Imaging Life at High Spatiotemporal Resolution
at HKUST 25th Anniversary Distinguished Speakers Series
The Hong Kong University of Science and Technology (HKUST) hosted the 25th Anniversary Distinguished Speakers Series today, featuring Dr Eric Betzig, Nobel Laureate in Chemistry 2014. The event was well received by students, faculty members and guests from HKUST.
In his talk titled “Imaging Life at High Spatiotemporal Resolution”, Dr Betzig told the audience the latest development of microscopy, he said, “As our understanding of biological systems has increased, so have the complexity of our questions and the need for more advanced optical tools to answer them.” He added that there was a hundred-fold gap between the resolution of conventional optical microscopy and the scale at which molecules self-assemble to form sub-cellular structures.

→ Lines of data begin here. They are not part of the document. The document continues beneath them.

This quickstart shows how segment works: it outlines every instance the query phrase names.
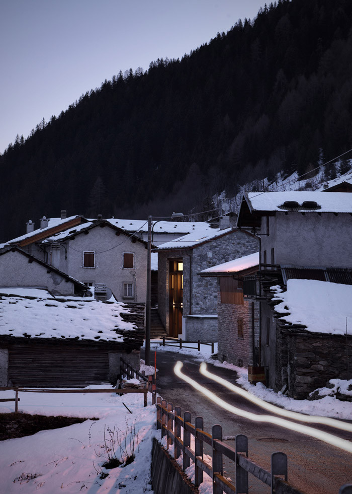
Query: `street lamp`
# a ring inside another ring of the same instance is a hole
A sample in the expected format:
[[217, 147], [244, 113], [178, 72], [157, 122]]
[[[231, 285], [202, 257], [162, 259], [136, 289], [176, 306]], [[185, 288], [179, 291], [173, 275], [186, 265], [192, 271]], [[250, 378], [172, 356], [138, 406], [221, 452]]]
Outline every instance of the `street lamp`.
[[[178, 218], [184, 216], [182, 213], [173, 213], [171, 217], [166, 217], [161, 220], [158, 220], [152, 224], [154, 227], [159, 221], [166, 220], [167, 218]], [[147, 300], [145, 306], [145, 365], [150, 365], [150, 279], [151, 277], [151, 270], [150, 266], [150, 258], [151, 254], [151, 234], [152, 216], [148, 217], [148, 250], [147, 253]]]

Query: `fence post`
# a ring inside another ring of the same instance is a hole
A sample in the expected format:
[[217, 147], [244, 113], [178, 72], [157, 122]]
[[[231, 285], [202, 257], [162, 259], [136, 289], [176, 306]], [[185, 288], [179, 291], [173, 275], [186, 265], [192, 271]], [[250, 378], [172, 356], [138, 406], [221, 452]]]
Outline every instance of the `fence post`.
[[345, 484], [341, 485], [338, 494], [352, 494], [352, 484]]
[[[181, 426], [180, 421], [178, 420], [176, 420], [176, 417], [181, 416], [181, 406], [175, 406], [174, 409], [175, 412], [175, 437], [179, 438], [179, 439], [181, 438]], [[179, 443], [175, 441], [175, 449], [174, 449], [174, 458], [177, 460], [181, 454], [181, 448], [180, 447]]]
[[[172, 412], [173, 410], [173, 405], [172, 403], [167, 403], [167, 412]], [[172, 417], [169, 415], [168, 413], [167, 413], [167, 437], [166, 438], [166, 449], [168, 449], [168, 447], [172, 444], [172, 439], [171, 437], [168, 436], [168, 431], [172, 431], [173, 428], [172, 427]]]
[[161, 397], [158, 396], [156, 398], [156, 429], [161, 429], [160, 424], [158, 422], [158, 418], [159, 420], [161, 420]]
[[165, 415], [165, 412], [164, 410], [164, 408], [166, 407], [166, 400], [161, 400], [161, 439], [163, 438], [164, 436], [166, 433], [163, 428], [163, 426], [166, 426], [166, 416]]
[[271, 493], [274, 494], [275, 489], [275, 475], [285, 475], [287, 482], [287, 455], [284, 453], [273, 453], [272, 455], [272, 487]]
[[203, 431], [203, 417], [196, 417], [196, 433], [195, 434], [195, 453], [196, 455], [196, 461], [194, 464], [194, 483], [197, 487], [200, 484], [203, 482], [203, 470], [201, 468], [200, 468], [199, 466], [197, 465], [197, 457], [200, 456], [202, 459], [203, 459], [203, 441], [201, 439], [199, 439], [197, 437], [197, 429], [200, 429]]
[[237, 434], [235, 441], [236, 449], [236, 492], [248, 494], [248, 472], [238, 464], [238, 455], [248, 456], [248, 439], [244, 434]]
[[15, 392], [15, 413], [17, 413], [18, 411], [18, 390]]
[[213, 426], [212, 430], [212, 446], [213, 448], [213, 494], [222, 494], [222, 489], [216, 485], [216, 473], [222, 475], [222, 453], [215, 449], [214, 440], [222, 441], [222, 428], [219, 424]]
[[189, 448], [191, 446], [191, 432], [190, 431], [186, 430], [186, 422], [191, 422], [191, 413], [190, 412], [185, 412], [184, 413], [184, 458], [183, 465], [184, 471], [191, 464], [190, 457], [188, 456], [185, 451], [185, 448], [186, 446], [188, 446]]
[[153, 384], [151, 388], [151, 404], [155, 405], [156, 402], [156, 385]]

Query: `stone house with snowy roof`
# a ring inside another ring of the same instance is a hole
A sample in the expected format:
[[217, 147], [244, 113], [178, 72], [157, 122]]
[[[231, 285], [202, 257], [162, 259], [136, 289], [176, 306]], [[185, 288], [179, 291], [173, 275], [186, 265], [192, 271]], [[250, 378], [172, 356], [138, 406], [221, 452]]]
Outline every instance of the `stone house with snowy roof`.
[[[237, 227], [252, 228], [261, 239], [257, 296], [261, 305], [260, 360], [267, 384], [290, 396], [305, 397], [328, 379], [343, 374], [342, 368], [335, 364], [343, 362], [345, 366], [345, 344], [341, 346], [342, 340], [333, 331], [321, 331], [314, 337], [320, 342], [314, 340], [303, 317], [294, 325], [283, 323], [285, 314], [279, 316], [275, 309], [276, 287], [285, 292], [291, 280], [305, 279], [348, 289], [346, 286], [352, 284], [352, 195], [250, 193], [243, 197]], [[307, 289], [306, 296], [312, 307], [316, 305], [318, 293]], [[290, 308], [288, 305], [287, 315]], [[304, 310], [302, 306], [302, 314]], [[319, 332], [319, 327], [314, 332]]]
[[252, 295], [259, 253], [201, 271], [218, 286], [218, 360], [239, 367], [258, 364], [259, 303]]
[[87, 290], [83, 283], [13, 246], [0, 249], [0, 273], [2, 288], [44, 288], [54, 295], [82, 295]]
[[203, 269], [257, 250], [246, 231], [215, 228], [189, 234], [159, 246], [158, 311], [170, 336], [218, 341], [218, 289]]
[[115, 384], [120, 356], [139, 367], [143, 336], [138, 306], [0, 289], [0, 386]]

Dr Betzig shared his insights on the challenges facing microscopy such as the actinic glare of microscopes which can adversely influence the specimens, and the heterogeneity of living tissue that can impede the ability to image at high resolution. He also discussed three areas that address these challenges: super-resolution microscopy for imaging specific proteins within cells at various lengths scales down to near-molecular resolution; plane illumination microscopy using non-diffracting optical lattices for noninvasive imaging of three-dimensional dynamics within live cells and embryos; and adaptive optics to recover optimal images from within large, optically heterogeneous specimens such as zebrafish and cortex of living mice.
Dr Betzig obtained a Bachelor’s degree in Physics from California Institute of Technology and a Ph.D. in Applied Physics at Cornell University. In 1988, he became a PI at AT&T Bell Labs where he extended his thesis work on near-field optical microscopy, the first method to break the diffraction barrier. By 1993, he held a world record for data storage density, and recorded the first super-resolution fluorescence images of cells as well as the first single molecule images at ambient temperature. He later quit science and worked for his father’s machine tool company. In 2003, he looked for new directions and the search eventually culminated in his co-invention of the super-resolution technique PALM with his best friend, Bell Labs colleague Mr Harald Hess. For this work, he is co-recipient of the 2014 Nobel Prize in Chemistry. Since 2005, he has been a Group Leader at the Janelia Research Campus, developing new optical imaging technologies for biology.
Distinguished speakers including Nobel Prize winners, corporate leaders, entrepreneurs and key financial policy shapers were invited to speak at the HKUST 25th Anniversary Distinguished Speakers Series. Prof Steven Chu, Nobel Laureate in Physics in 1997 and former US Secretary of Energy, was invited as the inaugural speaker of the series. Other speakers include Mr Jean-Pascal Tricoire, Chairman and Chief Executive Officer of Schneider Electric; Mr Wang Shi, Founder and Chairman of China Vanke; Prof Dan Shechtman, Nobel Laureate in Chemistry in 2011; Prof Zhong Lin Wang, Hightower Chair in Materials Science and Engineering and Regents’ Professor at Georgia Institute of Technology; Dr Raghuram G Rajan, Governor of the Reserve Bank of India; Mr Pinky Lai, Founder and Design Director of Brainchild Design Group and Brainchild Design Consultants; Dr Qi Lu, Executive Vice President of Microsoft’s Applications and Services Group; Prof Andrew Chi-Chih Yao, Turing Prize winner; and Prof Alan J Heeger, Nobel Laureate in Chemistry 2000. More talks are also being lined up.